= Blue Book Top 20 Network Rankings =

The Performance Marketing Blue Book, owned by privately held mThink LLC, provides online affiliates and merchants with an independently researched ranking of affiliate networks worldwide. It is published in the form of two "Top 20" league tables, one for CPA networks and one for networks using a revenue sharing business model, cost-per-sale. The tables are updated each year from the results of an annual research-based process that includes a survey of over 20,000 online publishers and advertisers. The Blue Book has been produced each year since 2009 and is a recognized information resource within the performance marketing industry.

==Methodology==
The Blue Book is based upon a research process that incorporates multiple sources of affiliate marketing industry data and includes over 500 affiliate networks each year. One major component is an annual survey of over 20,000 online publishers and merchants.
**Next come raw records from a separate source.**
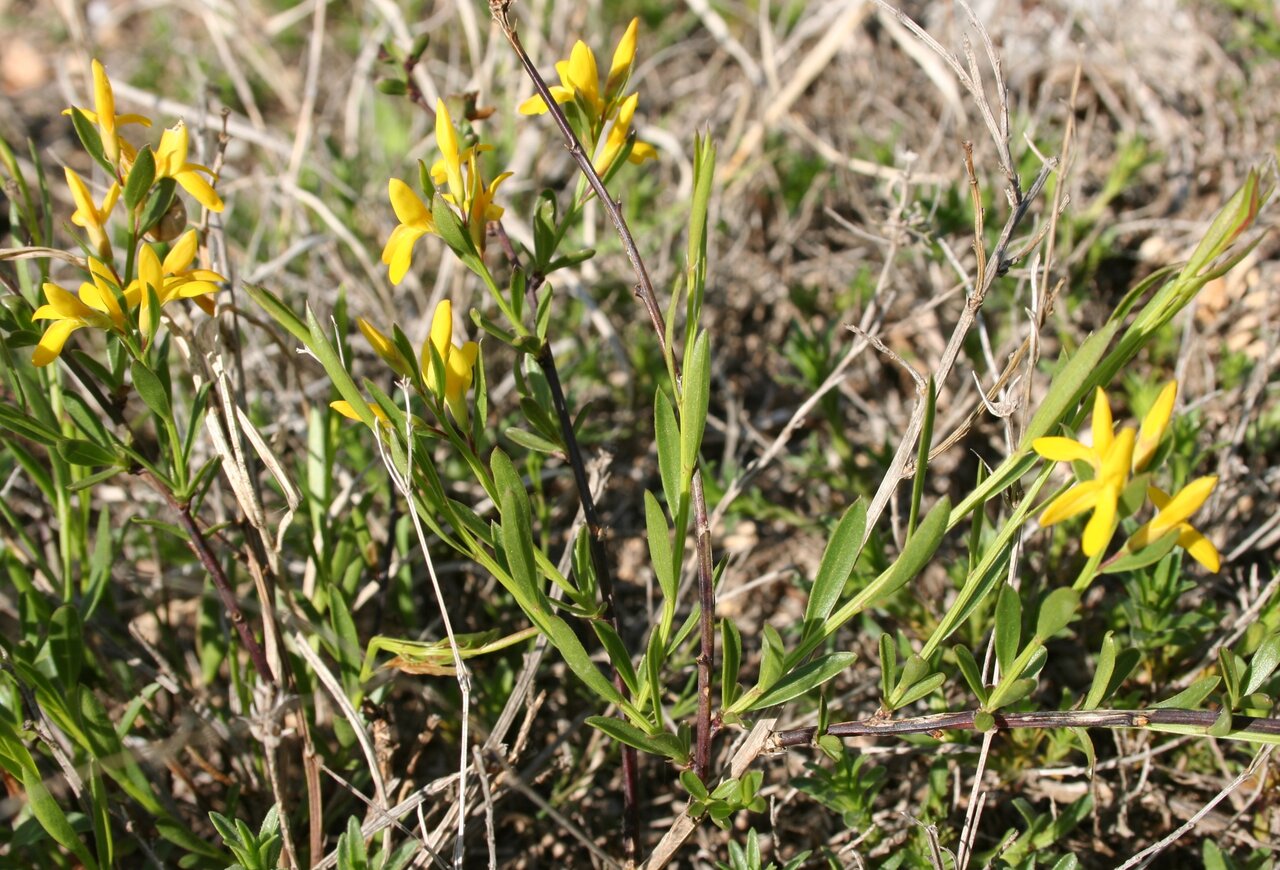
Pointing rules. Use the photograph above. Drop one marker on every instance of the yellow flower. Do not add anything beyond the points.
(580, 79)
(90, 216)
(1173, 516)
(458, 361)
(104, 115)
(467, 191)
(172, 163)
(415, 221)
(95, 307)
(1153, 426)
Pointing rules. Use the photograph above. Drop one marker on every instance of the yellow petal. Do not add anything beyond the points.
(1101, 422)
(1153, 425)
(1179, 508)
(398, 252)
(1101, 526)
(1201, 549)
(181, 255)
(408, 207)
(624, 56)
(53, 340)
(1073, 502)
(584, 74)
(447, 140)
(440, 339)
(1063, 449)
(201, 191)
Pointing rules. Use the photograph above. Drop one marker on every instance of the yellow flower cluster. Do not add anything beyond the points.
(108, 301)
(598, 102)
(1114, 457)
(457, 172)
(449, 384)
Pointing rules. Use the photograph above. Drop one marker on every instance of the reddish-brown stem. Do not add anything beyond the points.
(200, 545)
(649, 300)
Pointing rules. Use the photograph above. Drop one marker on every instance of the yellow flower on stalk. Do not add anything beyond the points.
(104, 115)
(1173, 516)
(172, 163)
(95, 307)
(90, 216)
(599, 101)
(458, 361)
(415, 221)
(467, 191)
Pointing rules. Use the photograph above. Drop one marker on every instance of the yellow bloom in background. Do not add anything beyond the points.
(415, 221)
(1173, 516)
(172, 163)
(599, 102)
(90, 216)
(1101, 495)
(105, 118)
(1153, 426)
(384, 347)
(95, 307)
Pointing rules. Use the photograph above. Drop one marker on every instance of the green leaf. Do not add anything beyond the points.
(91, 140)
(625, 732)
(617, 653)
(667, 434)
(80, 452)
(1009, 627)
(1073, 381)
(804, 678)
(970, 671)
(694, 398)
(659, 546)
(837, 563)
(1262, 664)
(141, 175)
(731, 658)
(531, 442)
(158, 204)
(1192, 696)
(151, 389)
(67, 644)
(1056, 612)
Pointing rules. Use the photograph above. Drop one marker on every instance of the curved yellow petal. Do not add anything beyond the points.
(1056, 448)
(201, 191)
(1101, 422)
(1153, 426)
(408, 206)
(624, 56)
(1101, 526)
(1073, 502)
(53, 340)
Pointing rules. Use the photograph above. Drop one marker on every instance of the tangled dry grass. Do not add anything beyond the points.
(841, 200)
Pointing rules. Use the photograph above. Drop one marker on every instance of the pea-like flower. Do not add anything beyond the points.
(95, 307)
(91, 216)
(1173, 516)
(592, 102)
(104, 117)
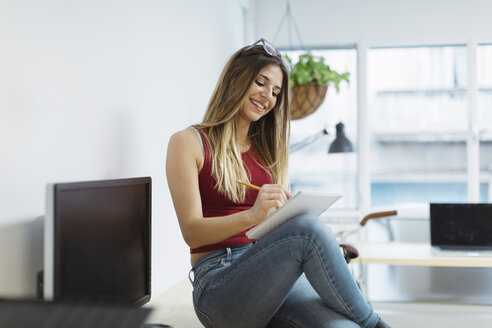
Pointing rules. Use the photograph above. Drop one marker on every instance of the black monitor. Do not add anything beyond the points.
(97, 241)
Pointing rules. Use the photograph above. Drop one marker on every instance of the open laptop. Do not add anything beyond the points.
(461, 229)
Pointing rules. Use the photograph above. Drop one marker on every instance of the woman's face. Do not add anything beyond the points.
(262, 94)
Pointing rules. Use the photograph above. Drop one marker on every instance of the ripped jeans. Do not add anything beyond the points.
(295, 276)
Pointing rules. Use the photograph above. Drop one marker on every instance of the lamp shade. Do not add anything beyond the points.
(341, 144)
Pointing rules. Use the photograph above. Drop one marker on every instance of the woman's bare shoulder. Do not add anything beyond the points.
(186, 141)
(185, 136)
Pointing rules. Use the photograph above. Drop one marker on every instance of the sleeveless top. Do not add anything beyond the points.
(215, 204)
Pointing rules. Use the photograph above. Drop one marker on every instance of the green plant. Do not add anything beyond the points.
(312, 68)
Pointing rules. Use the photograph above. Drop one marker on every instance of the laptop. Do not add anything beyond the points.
(461, 229)
(41, 314)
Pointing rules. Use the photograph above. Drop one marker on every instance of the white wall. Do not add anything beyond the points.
(378, 22)
(93, 90)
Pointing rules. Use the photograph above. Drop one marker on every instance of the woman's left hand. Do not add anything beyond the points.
(270, 197)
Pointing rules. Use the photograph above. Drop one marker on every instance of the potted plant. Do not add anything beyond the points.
(309, 79)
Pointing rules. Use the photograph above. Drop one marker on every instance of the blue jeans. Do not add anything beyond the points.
(294, 276)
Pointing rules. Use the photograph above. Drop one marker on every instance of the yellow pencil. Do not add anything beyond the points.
(248, 184)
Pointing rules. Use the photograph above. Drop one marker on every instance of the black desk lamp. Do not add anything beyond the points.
(341, 144)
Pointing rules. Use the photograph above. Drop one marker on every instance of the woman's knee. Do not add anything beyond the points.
(309, 223)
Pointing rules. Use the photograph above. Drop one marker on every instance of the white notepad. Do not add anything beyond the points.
(303, 202)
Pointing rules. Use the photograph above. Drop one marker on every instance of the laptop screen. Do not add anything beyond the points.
(461, 226)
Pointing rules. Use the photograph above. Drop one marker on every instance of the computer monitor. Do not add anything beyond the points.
(97, 241)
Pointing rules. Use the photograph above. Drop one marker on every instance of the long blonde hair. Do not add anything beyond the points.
(269, 135)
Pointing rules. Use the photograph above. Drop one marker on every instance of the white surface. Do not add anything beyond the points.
(93, 90)
(303, 202)
(414, 254)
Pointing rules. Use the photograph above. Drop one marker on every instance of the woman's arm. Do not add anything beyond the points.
(183, 164)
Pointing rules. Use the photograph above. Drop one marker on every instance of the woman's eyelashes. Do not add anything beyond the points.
(261, 84)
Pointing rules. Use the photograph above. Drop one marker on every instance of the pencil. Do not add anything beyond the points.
(247, 184)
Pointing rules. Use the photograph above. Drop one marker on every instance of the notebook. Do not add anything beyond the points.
(301, 203)
(461, 229)
(32, 313)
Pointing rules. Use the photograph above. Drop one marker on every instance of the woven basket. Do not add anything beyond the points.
(306, 98)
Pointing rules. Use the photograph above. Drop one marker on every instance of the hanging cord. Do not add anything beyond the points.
(291, 23)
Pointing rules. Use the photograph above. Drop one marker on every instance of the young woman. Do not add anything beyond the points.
(295, 276)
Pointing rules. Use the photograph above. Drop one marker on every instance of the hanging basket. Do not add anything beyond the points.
(306, 98)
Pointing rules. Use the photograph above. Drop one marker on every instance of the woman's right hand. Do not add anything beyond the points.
(270, 197)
The survey includes anti-fraud security measures to prevent multiple responses from a single individual as well question structured to avoid selection-bias.
In addition to the survey, the research process aggregates industry expert views, traffic data, measures of industry influence and other information.

==The Blue Ribbon Panel==
The Blue Ribbon Panel is a group of performance marketing industry experts representing each of the three core parts of the industry: advertisers, publishers and networks. Members are selected on the basis of their experience and reputation. Their opinions are collected via interviews and online survey, and are incorporated into the research process for the Performance Marketing Blue Book.